Велико как стоял перед тем, глядя на Добричку, так в два прыжка оказался возле озверевшей Абрашевицы и стал ее отпихивать. Но легко ли справиться с разлютовавшейся бабой, удержу не знающей в своем беззаконии? От злобы совсем остервенясь, Абрашевица вдруг изловчилась и впилась ему зубами в правую руку, из руки тотчас же хлынула кровь. В ответ Велико как толканет змейчиху изо всей мочи, она отлетела назад, споткнулась о край случившейся под ногами плиты и во всю спину растянулась на раскаленной настилке двора. Добричка стояла как потерянная, только черные глаза ее усмехались смущенно; он это заметил, и сердце его радостно колотнулось; приникнув губами к укушенному месту, он принялся высасывать кровь. На губах блеснула большая красная капля: будто любовь, дрогнувшая в Великином сердце с первого взгляда на Добричку, проступила на его губах красным цветом, вестником всего того, что ждало их обоих.
В тот же день отца его выгнали из абрашевского дома.
А Добричка осталась, да, так оно и было; почему именно теперь ему вспомнилось это? Видать, время вовсе не такой уж всесильный целитель, видать, оно наслаивает дни и годы, случаи и события, и хранятся они в памяти свежие, неувядающие, а приспеет им время — всплывают наверх; зачем? Может, затем, чтобы напомнить о чем-то скорбном, но дорогом, объяснить твой тебя же пугающий шаг или чтоб ты вернулся к забытому истоку ненависти или вражды, спустился в неизведанные глубины чувств, а может, чтобы шагнул в новую жизнь — как знать?
Он чуть заметно потряс головой, потянулся к столу за угощением, тихонько спросил доктора:
— Иван, а ну как оплошка выйдет?
Слова эти были сказаны не от страха, зачем же он их сказал? Видно, не отрешился еще от всего, только что промелькнувшего в голове; он не сразу понял, почему доктор посмотрел на него предупреждающе, покосившись на Добричку, и тихо ответил:
— Как тебе сказать? Подождем…
А Добричку, слышала она эти слова или нет, тронуть они сейчас не могли, в ту минуту ее занимало совсем другое: она упорно всматривалась в угощения, выставленные на свадебном столе. Она никого не замечала, даже Георгия и Велико, самых близких ей здесь людей, хоть и можно надеяться было, что они держатся как-то в ее сознании, что она каким-либо знаком отзовется на их присутствие. Ни доктора, ни крестного, важного городского адвоката, ни жену его она с самого утра вовсе не замечала, не интересовали ее ни дружки, ни подружки, она и не слышала, кто что говорит. В ту минуту она напрягала память, стараясь понять, во сне ли когда видела она так много всякой снеди или наяву и видела ли вообще. Однако память ее бессильна была ответить на шевельнувшиеся в голове вопросы; единственное, что могло сойти за какой-то ответ, было связано с ощущением необъяснимо свирепого голода, и она недоумевала, сейчас ли мучил ее этот голод или раньше, неизвестно когда…
Но если бы он мучил ее сейчас, она бы накинулась на еду, ведь ей ничто не мешало; нет, стало быть, не сейчас.

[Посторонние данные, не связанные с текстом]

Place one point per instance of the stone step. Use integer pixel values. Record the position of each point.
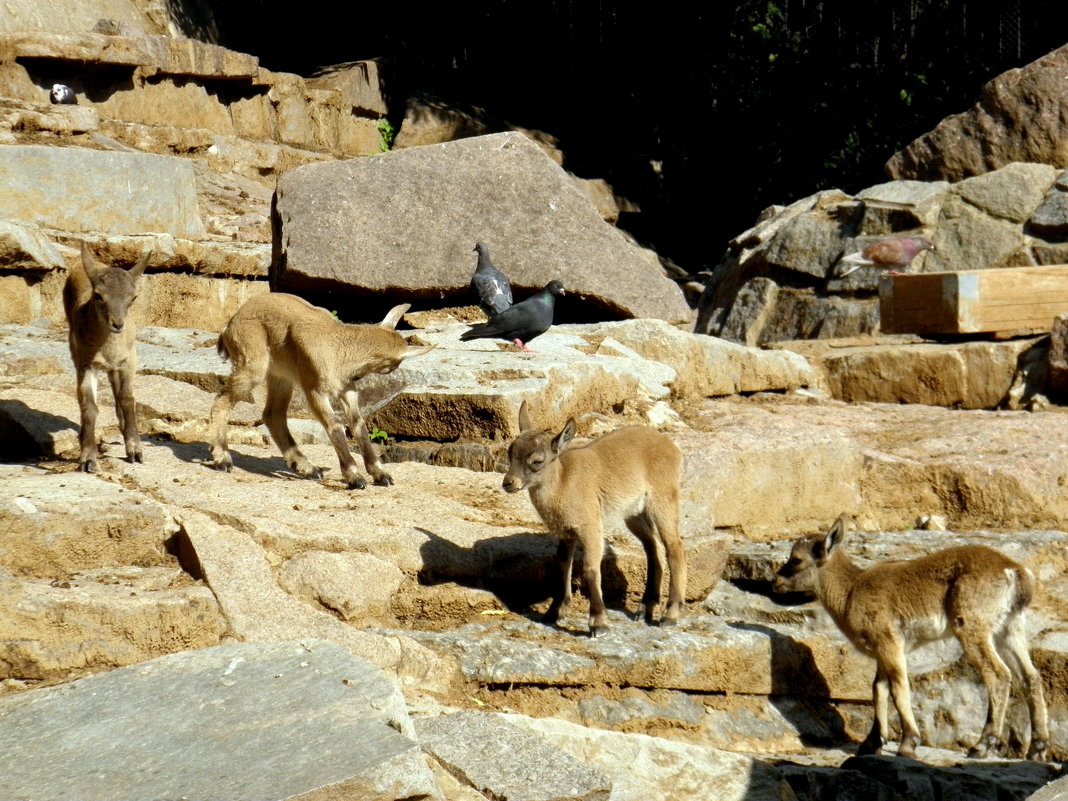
(245, 721)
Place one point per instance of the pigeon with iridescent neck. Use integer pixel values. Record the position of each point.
(522, 322)
(895, 254)
(491, 285)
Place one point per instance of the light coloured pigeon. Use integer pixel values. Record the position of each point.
(490, 284)
(522, 322)
(895, 254)
(62, 94)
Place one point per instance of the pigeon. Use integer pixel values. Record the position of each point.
(896, 252)
(522, 322)
(490, 284)
(62, 94)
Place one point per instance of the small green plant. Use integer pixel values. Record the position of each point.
(388, 132)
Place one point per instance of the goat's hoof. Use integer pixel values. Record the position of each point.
(1038, 751)
(908, 749)
(868, 748)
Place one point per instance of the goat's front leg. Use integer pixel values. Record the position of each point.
(350, 403)
(87, 403)
(895, 668)
(565, 560)
(593, 550)
(122, 388)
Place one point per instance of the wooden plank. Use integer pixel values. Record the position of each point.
(974, 301)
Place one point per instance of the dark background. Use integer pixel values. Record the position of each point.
(741, 105)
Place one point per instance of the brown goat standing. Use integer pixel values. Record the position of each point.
(632, 473)
(973, 593)
(96, 300)
(287, 342)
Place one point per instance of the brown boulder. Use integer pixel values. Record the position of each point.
(403, 225)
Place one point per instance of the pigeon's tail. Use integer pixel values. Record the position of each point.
(476, 332)
(850, 264)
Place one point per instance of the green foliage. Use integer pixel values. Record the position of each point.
(388, 132)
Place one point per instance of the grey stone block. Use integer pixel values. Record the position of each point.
(247, 721)
(507, 763)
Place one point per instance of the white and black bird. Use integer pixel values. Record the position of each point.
(522, 322)
(894, 254)
(490, 284)
(62, 94)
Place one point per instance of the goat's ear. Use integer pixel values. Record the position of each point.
(563, 439)
(837, 534)
(524, 418)
(391, 319)
(137, 269)
(93, 268)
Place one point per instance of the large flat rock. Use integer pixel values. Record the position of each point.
(403, 224)
(77, 189)
(506, 762)
(291, 720)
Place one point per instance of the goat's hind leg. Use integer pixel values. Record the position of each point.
(663, 514)
(358, 427)
(276, 410)
(565, 561)
(880, 705)
(641, 527)
(122, 388)
(1015, 652)
(324, 410)
(979, 649)
(239, 387)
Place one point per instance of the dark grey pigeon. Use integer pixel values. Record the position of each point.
(490, 284)
(522, 322)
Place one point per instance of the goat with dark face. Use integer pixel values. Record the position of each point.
(97, 301)
(973, 593)
(632, 473)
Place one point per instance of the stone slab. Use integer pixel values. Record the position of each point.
(77, 189)
(507, 763)
(238, 722)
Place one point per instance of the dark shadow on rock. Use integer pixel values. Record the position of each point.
(896, 779)
(26, 434)
(799, 690)
(520, 569)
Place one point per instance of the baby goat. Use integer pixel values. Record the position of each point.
(288, 342)
(96, 300)
(970, 592)
(632, 473)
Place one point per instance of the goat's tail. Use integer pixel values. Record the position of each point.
(1024, 589)
(220, 347)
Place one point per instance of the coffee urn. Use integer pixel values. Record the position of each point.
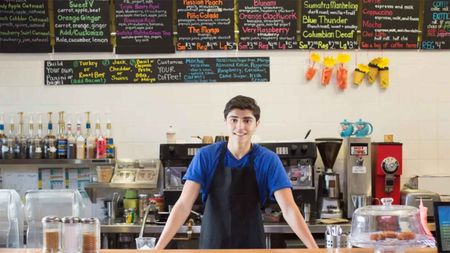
(358, 174)
(387, 169)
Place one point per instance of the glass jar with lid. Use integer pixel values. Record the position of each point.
(51, 228)
(71, 234)
(388, 227)
(90, 235)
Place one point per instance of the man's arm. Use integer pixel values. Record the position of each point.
(179, 213)
(293, 217)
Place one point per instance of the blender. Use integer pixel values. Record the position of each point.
(328, 190)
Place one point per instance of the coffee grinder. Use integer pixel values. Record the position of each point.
(387, 168)
(328, 192)
(358, 174)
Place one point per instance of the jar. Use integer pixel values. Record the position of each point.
(159, 201)
(143, 203)
(91, 235)
(51, 228)
(387, 226)
(70, 233)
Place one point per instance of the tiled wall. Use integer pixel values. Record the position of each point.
(415, 108)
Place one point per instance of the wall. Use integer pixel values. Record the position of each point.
(414, 108)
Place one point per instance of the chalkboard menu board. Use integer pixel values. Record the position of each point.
(390, 24)
(82, 26)
(205, 25)
(329, 24)
(144, 26)
(169, 70)
(436, 27)
(267, 25)
(24, 27)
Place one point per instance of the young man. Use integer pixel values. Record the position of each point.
(235, 178)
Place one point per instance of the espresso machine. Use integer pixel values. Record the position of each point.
(175, 159)
(387, 169)
(328, 191)
(358, 174)
(298, 159)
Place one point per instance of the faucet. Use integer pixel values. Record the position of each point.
(114, 204)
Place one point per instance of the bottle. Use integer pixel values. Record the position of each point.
(38, 142)
(110, 148)
(30, 139)
(171, 135)
(20, 149)
(61, 140)
(10, 141)
(100, 142)
(71, 141)
(80, 142)
(90, 139)
(3, 145)
(50, 150)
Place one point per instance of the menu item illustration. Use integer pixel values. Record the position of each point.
(267, 25)
(205, 25)
(82, 26)
(329, 24)
(24, 27)
(144, 26)
(436, 25)
(390, 24)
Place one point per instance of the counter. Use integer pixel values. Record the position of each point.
(412, 250)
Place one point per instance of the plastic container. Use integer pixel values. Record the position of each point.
(71, 234)
(104, 174)
(51, 229)
(90, 235)
(388, 227)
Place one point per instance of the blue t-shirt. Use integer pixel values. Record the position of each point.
(270, 173)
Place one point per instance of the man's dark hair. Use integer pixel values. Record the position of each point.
(242, 103)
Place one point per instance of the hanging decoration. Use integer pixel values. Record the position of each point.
(341, 72)
(311, 71)
(360, 72)
(327, 71)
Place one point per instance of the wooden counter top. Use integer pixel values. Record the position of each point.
(412, 250)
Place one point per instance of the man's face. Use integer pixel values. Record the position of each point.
(241, 125)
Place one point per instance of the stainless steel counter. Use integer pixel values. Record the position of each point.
(273, 228)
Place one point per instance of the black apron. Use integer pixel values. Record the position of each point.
(232, 216)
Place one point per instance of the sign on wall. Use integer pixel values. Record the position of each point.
(24, 27)
(205, 25)
(144, 26)
(169, 70)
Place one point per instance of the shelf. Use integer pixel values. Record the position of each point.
(119, 186)
(57, 162)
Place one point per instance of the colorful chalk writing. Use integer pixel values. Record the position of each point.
(329, 24)
(205, 25)
(144, 26)
(267, 24)
(159, 70)
(82, 26)
(436, 25)
(390, 24)
(24, 26)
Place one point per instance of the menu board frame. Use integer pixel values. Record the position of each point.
(82, 25)
(205, 25)
(262, 23)
(380, 20)
(25, 27)
(157, 70)
(144, 26)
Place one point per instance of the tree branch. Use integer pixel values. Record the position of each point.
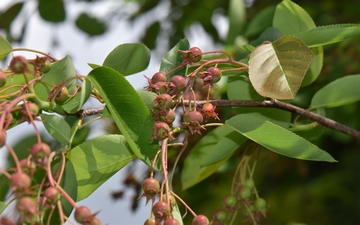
(273, 103)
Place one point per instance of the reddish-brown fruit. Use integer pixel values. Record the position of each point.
(19, 182)
(33, 109)
(18, 64)
(51, 196)
(171, 221)
(39, 152)
(159, 77)
(179, 82)
(27, 208)
(83, 214)
(161, 210)
(2, 78)
(200, 220)
(62, 95)
(220, 215)
(2, 138)
(93, 221)
(193, 116)
(163, 100)
(150, 221)
(151, 186)
(214, 74)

Стало быть, это было когда-то, в другое какое-то время, в какой-то бескрайне далекий и страшный летний день; ей казалось, что стоит сделать еще одно маленькое усилие, и все вспомнится. Она напряглась изо всех сил. В памяти вдруг возникло синее небо, сыплющее огненным зноем, она лежала на каком-то раскаленном утесе, и уже три дня желудок у нее был пуст. Как она там оказалась, какая могучая рука забросила ее на этот горячий камень, притом одну, беззащитную и голодную?
Был Петров день, двенадцатое июля девятьсот сорок четвертого года, теперь она это вспомнила хорошо; с ней тогда что-то случилось, что-то, в чем она сама была виновата, а поправить уже было нельзя. Ну, уж коли случившееся нельзя поправить, нужно было сделать хоть что-то, чтоб не остаться навсегда на этом утесе. Вокруг стреляли, и внизу тоже раздавались выстрелы — с той стороны зеленого луга, в густом тенистом лесу, они ее оглушали, а где-то неподалеку, притаившаяся злобным врагом, стерегла ее мысль о полной беспомощности и покинутости: кто ее мог спасти?
И тут мучительным голодом заявил о себе пустой желудок.